In my view an auction most favours the selling agent as the process drives a specific time-bound event that seeks an outcome that drives an unconditional sale and this is what delivers income for agents. To be clear I am not saying that agents are so single minded in driving auctions that they omit the primary requirements of service and presentation, I just believe there is a vested interest.

As stated, an auction allows the agent to create a theatrical event that showcases their skills and builds their brand presence within their target audience.

Auctions tend to suit property sales in higher density areas of the country; that being the reason why Auckland sees the vast majority of auctions across the country. As of today there are 2,539 properties being marketed as auctions across the country, 56% of which are in Auckland. I did read once an academic paper that stated that auctions don’t work (from a purely theoretical psychological perspective) unless you have an urban population of at least 800,000 to create the competitive tension to fuel an auction.

Auctions tend to work best in markets that are seeing strong demand and limited supply – the classic territory of a seller’s market; as we are currently experiencing in certain areas of the country.

Auctions tend to work to favour property around the median price for the area as there tend to be more buyers for these properties. That is not to say high priced property don’t perform well at auction however the key is a strong and active buyer pool, who are in the financial situation to be able to bid.

There are a couple of personal pieces of advice I would offer if you are a buyer forced to participate in a forthcoming auction.

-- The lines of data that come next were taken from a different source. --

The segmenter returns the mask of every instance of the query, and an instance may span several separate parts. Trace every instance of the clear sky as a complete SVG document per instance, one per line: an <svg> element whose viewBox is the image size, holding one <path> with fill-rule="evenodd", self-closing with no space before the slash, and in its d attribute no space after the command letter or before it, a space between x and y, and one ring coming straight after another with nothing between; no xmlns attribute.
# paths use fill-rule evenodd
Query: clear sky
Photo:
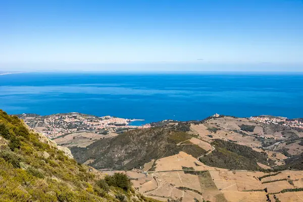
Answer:
<svg viewBox="0 0 303 202"><path fill-rule="evenodd" d="M301 0L0 0L0 70L303 71Z"/></svg>

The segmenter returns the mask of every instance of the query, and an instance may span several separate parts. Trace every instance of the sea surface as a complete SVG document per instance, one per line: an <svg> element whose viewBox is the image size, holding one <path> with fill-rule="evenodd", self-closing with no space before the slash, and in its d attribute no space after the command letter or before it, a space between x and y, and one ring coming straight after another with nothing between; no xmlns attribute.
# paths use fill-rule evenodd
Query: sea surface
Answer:
<svg viewBox="0 0 303 202"><path fill-rule="evenodd" d="M201 120L215 113L303 117L303 74L29 73L0 75L0 109L41 115L80 112Z"/></svg>

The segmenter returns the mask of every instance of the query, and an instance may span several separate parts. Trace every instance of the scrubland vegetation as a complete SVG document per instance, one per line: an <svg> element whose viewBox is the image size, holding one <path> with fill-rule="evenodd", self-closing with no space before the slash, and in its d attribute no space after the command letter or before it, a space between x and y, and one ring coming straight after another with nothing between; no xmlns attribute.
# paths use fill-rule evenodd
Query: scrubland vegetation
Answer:
<svg viewBox="0 0 303 202"><path fill-rule="evenodd" d="M102 179L1 110L0 135L1 201L154 200L137 194L124 174Z"/></svg>

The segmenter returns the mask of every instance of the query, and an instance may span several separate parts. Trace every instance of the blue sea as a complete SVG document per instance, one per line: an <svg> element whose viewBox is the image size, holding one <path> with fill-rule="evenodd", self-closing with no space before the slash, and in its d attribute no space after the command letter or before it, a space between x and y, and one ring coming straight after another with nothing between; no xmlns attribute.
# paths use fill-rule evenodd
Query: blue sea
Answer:
<svg viewBox="0 0 303 202"><path fill-rule="evenodd" d="M215 113L303 117L303 74L28 73L0 75L0 109L41 115L77 112L144 119L201 120Z"/></svg>

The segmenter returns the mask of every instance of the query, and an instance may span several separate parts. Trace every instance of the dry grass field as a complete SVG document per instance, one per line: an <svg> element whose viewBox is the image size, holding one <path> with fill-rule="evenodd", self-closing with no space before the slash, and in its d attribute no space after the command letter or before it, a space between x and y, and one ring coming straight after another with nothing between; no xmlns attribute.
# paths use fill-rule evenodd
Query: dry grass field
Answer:
<svg viewBox="0 0 303 202"><path fill-rule="evenodd" d="M118 135L118 134L113 133L110 133L107 135L101 135L83 132L74 133L63 137L58 137L54 139L54 141L58 145L64 145L67 147L72 146L85 147L96 140L112 137L116 135Z"/></svg>
<svg viewBox="0 0 303 202"><path fill-rule="evenodd" d="M204 171L190 173L184 170L185 167ZM113 173L106 172L109 174ZM182 197L182 201L192 201L194 199L202 201L203 199L212 202L265 201L268 193L303 187L303 171L282 171L260 181L258 177L268 173L231 171L207 166L182 152L158 160L155 171L146 174L131 171L126 173L133 179L134 185L139 191L162 201L180 200ZM292 180L294 185L286 180L262 183L284 178ZM268 193L264 190L265 188L267 188ZM303 198L301 192L276 195L281 201L301 201L299 200L301 200L300 197ZM273 198L273 194L270 194L270 197ZM275 200L272 199L272 201Z"/></svg>

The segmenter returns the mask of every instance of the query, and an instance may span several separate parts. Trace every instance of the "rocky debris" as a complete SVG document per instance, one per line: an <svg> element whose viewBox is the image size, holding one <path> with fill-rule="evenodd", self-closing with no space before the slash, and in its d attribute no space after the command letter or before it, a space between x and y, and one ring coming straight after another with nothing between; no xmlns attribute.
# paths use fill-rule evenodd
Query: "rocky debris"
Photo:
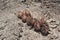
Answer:
<svg viewBox="0 0 60 40"><path fill-rule="evenodd" d="M49 19L47 20L47 22L49 23L49 27L51 28L57 28L57 26L59 25L59 21L56 21L54 19Z"/></svg>
<svg viewBox="0 0 60 40"><path fill-rule="evenodd" d="M18 13L18 18L22 19L22 22L27 23L28 26L32 26L31 28L34 28L36 32L41 32L44 36L49 34L48 23L44 18L41 18L40 20L37 20L36 18L34 19L31 16L29 9L26 9L25 12L20 11Z"/></svg>

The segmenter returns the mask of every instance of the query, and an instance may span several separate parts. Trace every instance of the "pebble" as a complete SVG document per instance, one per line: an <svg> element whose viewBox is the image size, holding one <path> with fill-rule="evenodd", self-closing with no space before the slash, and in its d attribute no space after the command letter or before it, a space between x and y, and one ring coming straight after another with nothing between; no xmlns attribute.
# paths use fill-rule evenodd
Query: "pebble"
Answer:
<svg viewBox="0 0 60 40"><path fill-rule="evenodd" d="M57 25L49 25L51 28L57 28Z"/></svg>
<svg viewBox="0 0 60 40"><path fill-rule="evenodd" d="M55 21L56 21L56 20L54 20L54 19L52 19L52 18L49 19L49 20L47 20L48 23L50 23L50 22L55 22Z"/></svg>

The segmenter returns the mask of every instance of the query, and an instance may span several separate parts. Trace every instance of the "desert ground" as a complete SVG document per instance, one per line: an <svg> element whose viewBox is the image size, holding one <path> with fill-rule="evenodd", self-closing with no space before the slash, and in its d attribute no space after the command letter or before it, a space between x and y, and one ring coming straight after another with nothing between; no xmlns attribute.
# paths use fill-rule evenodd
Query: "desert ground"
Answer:
<svg viewBox="0 0 60 40"><path fill-rule="evenodd" d="M39 19L44 17L50 28L50 34L29 29L26 23L17 17L20 10L28 8L31 15ZM22 0L0 0L0 40L60 40L60 0L42 0L22 2Z"/></svg>

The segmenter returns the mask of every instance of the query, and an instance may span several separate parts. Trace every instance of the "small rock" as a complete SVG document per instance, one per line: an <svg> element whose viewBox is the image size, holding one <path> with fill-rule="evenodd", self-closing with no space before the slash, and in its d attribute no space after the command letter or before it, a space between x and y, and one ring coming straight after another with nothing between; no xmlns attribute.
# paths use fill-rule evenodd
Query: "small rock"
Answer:
<svg viewBox="0 0 60 40"><path fill-rule="evenodd" d="M56 28L57 27L57 25L49 25L51 28Z"/></svg>

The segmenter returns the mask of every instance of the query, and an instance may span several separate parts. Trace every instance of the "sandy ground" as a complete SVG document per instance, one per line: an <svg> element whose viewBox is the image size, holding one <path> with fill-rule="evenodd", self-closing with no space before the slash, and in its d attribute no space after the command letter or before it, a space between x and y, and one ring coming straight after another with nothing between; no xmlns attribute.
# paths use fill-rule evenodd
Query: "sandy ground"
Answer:
<svg viewBox="0 0 60 40"><path fill-rule="evenodd" d="M7 1L6 1L7 2ZM4 4L4 6L3 6ZM28 5L31 15L39 19L43 16L47 19L51 34L43 36L41 33L30 30L30 26L23 23L17 17L20 10L27 8L25 3L19 1L0 2L0 40L60 40L60 3L32 2ZM51 22L54 21L54 22Z"/></svg>

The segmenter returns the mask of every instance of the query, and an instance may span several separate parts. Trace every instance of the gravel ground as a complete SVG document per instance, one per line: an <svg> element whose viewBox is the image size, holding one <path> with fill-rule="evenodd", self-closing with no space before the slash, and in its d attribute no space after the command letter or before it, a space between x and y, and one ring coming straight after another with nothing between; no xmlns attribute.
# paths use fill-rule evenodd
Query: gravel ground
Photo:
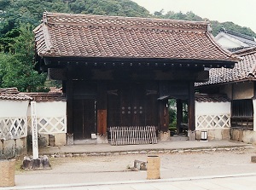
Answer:
<svg viewBox="0 0 256 190"><path fill-rule="evenodd" d="M204 151L159 154L160 176L165 178L194 177L253 173L256 163L251 156L255 148L243 151ZM16 186L84 183L113 181L145 180L147 171L132 171L135 159L147 161L146 154L51 158L52 170L17 170Z"/></svg>

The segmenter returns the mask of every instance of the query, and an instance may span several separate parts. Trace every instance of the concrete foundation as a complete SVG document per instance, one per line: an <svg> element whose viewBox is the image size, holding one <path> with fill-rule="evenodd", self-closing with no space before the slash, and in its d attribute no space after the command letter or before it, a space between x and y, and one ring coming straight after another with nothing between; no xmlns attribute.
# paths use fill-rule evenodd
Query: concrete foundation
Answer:
<svg viewBox="0 0 256 190"><path fill-rule="evenodd" d="M33 159L31 157L24 157L21 168L24 170L49 170L49 169L51 169L47 156L39 157L37 159Z"/></svg>
<svg viewBox="0 0 256 190"><path fill-rule="evenodd" d="M0 187L15 186L15 160L0 160Z"/></svg>
<svg viewBox="0 0 256 190"><path fill-rule="evenodd" d="M96 143L97 144L108 144L108 135L102 135L97 134Z"/></svg>
<svg viewBox="0 0 256 190"><path fill-rule="evenodd" d="M27 153L26 138L1 140L0 159L9 159Z"/></svg>
<svg viewBox="0 0 256 190"><path fill-rule="evenodd" d="M73 134L67 134L67 145L73 145Z"/></svg>
<svg viewBox="0 0 256 190"><path fill-rule="evenodd" d="M195 141L195 130L188 130L189 141Z"/></svg>
<svg viewBox="0 0 256 190"><path fill-rule="evenodd" d="M58 133L49 135L49 145L51 147L61 147L67 144L66 134Z"/></svg>
<svg viewBox="0 0 256 190"><path fill-rule="evenodd" d="M196 130L195 139L201 139L201 131L207 131L207 140L230 140L230 129Z"/></svg>
<svg viewBox="0 0 256 190"><path fill-rule="evenodd" d="M160 131L159 133L159 141L170 141L171 140L171 132L168 130L167 132Z"/></svg>
<svg viewBox="0 0 256 190"><path fill-rule="evenodd" d="M256 131L230 130L231 139L245 143L256 144Z"/></svg>

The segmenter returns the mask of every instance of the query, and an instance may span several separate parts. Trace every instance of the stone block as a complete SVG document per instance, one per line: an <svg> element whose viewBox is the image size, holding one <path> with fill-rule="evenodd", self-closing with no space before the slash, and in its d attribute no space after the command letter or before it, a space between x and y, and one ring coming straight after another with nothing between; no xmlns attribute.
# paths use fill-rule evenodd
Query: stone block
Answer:
<svg viewBox="0 0 256 190"><path fill-rule="evenodd" d="M195 141L195 130L192 131L192 130L189 130L188 131L188 137L189 137L189 141Z"/></svg>
<svg viewBox="0 0 256 190"><path fill-rule="evenodd" d="M4 158L12 158L15 157L16 153L16 142L15 140L6 140L3 141L3 153Z"/></svg>
<svg viewBox="0 0 256 190"><path fill-rule="evenodd" d="M147 170L147 163L140 160L134 160L134 168L138 170Z"/></svg>
<svg viewBox="0 0 256 190"><path fill-rule="evenodd" d="M213 130L208 130L208 140L212 141L215 139L215 133Z"/></svg>
<svg viewBox="0 0 256 190"><path fill-rule="evenodd" d="M26 137L16 139L16 156L26 155L27 153Z"/></svg>
<svg viewBox="0 0 256 190"><path fill-rule="evenodd" d="M245 143L255 144L256 143L256 131L243 130L241 141Z"/></svg>
<svg viewBox="0 0 256 190"><path fill-rule="evenodd" d="M201 130L195 131L195 140L201 140Z"/></svg>
<svg viewBox="0 0 256 190"><path fill-rule="evenodd" d="M49 170L51 169L48 157L39 157L33 159L30 157L24 157L22 163L22 169L24 170Z"/></svg>
<svg viewBox="0 0 256 190"><path fill-rule="evenodd" d="M256 156L252 156L251 157L251 162L256 163Z"/></svg>
<svg viewBox="0 0 256 190"><path fill-rule="evenodd" d="M99 135L97 133L96 143L97 144L108 144L108 135Z"/></svg>
<svg viewBox="0 0 256 190"><path fill-rule="evenodd" d="M222 130L213 130L214 140L222 140Z"/></svg>
<svg viewBox="0 0 256 190"><path fill-rule="evenodd" d="M230 130L231 140L239 141L239 130Z"/></svg>
<svg viewBox="0 0 256 190"><path fill-rule="evenodd" d="M148 156L147 179L156 180L160 178L160 158L158 156Z"/></svg>
<svg viewBox="0 0 256 190"><path fill-rule="evenodd" d="M66 133L55 134L55 146L61 147L67 144Z"/></svg>
<svg viewBox="0 0 256 190"><path fill-rule="evenodd" d="M159 139L160 141L170 141L170 140L171 140L170 130L168 130L167 132L160 131L159 133Z"/></svg>
<svg viewBox="0 0 256 190"><path fill-rule="evenodd" d="M47 147L49 145L49 135L38 134L38 147Z"/></svg>
<svg viewBox="0 0 256 190"><path fill-rule="evenodd" d="M0 160L0 187L15 186L15 160Z"/></svg>
<svg viewBox="0 0 256 190"><path fill-rule="evenodd" d="M73 134L67 134L67 145L73 145Z"/></svg>
<svg viewBox="0 0 256 190"><path fill-rule="evenodd" d="M230 140L230 129L222 130L222 140Z"/></svg>
<svg viewBox="0 0 256 190"><path fill-rule="evenodd" d="M0 141L0 159L3 159L3 141Z"/></svg>

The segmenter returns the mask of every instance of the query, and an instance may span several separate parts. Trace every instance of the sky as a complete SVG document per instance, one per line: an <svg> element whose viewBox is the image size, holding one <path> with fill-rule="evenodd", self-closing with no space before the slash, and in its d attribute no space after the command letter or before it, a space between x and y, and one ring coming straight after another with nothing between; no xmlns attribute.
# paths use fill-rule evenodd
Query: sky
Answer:
<svg viewBox="0 0 256 190"><path fill-rule="evenodd" d="M150 13L192 11L201 18L219 22L232 21L256 32L256 0L132 0ZM164 13L165 13L164 12Z"/></svg>

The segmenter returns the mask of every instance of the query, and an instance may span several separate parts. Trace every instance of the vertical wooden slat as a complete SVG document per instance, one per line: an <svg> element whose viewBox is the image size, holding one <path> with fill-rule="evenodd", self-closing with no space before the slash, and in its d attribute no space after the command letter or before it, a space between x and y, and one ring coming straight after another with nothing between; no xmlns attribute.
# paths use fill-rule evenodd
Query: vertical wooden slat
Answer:
<svg viewBox="0 0 256 190"><path fill-rule="evenodd" d="M111 145L157 143L154 126L110 127Z"/></svg>

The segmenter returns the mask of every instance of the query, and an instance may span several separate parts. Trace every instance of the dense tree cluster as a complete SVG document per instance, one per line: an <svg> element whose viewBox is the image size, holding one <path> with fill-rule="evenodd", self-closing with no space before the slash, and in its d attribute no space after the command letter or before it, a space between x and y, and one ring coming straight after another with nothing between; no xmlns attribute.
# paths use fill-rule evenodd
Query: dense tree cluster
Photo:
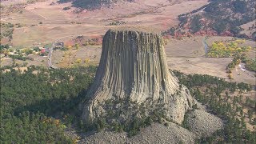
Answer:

  1. Flag your interest in the property early with the agent. You will not loose any negotiating position but will ensure you are kept informed should circumstances change and also allow you time to review the documents
  2. Negotiate the deposit in advance of the auction – you can request that the vendor enter an agreement to allow you to bid based on a lower deposit. A Seller would rather have an extra bidder who is paying 5% deposit as opposed to 10% than no bidder at all.
  3. On the same note try and negotiate any other conditions you would like, the one I like is a different settlement date. Get these agreed in a signed side agreement that allows you more flexibility to bid.
  4. Be in control at the auction, a friendly agent offering advice is not working for you unless you are paying them – they are being paid / motivated by the vendor. Their objective in offering you advice is firstly a sale and secondly a higher price. If you want a professional to work for you to manage the auction to your benefit pay an agent yourself – nothing of value comes for free.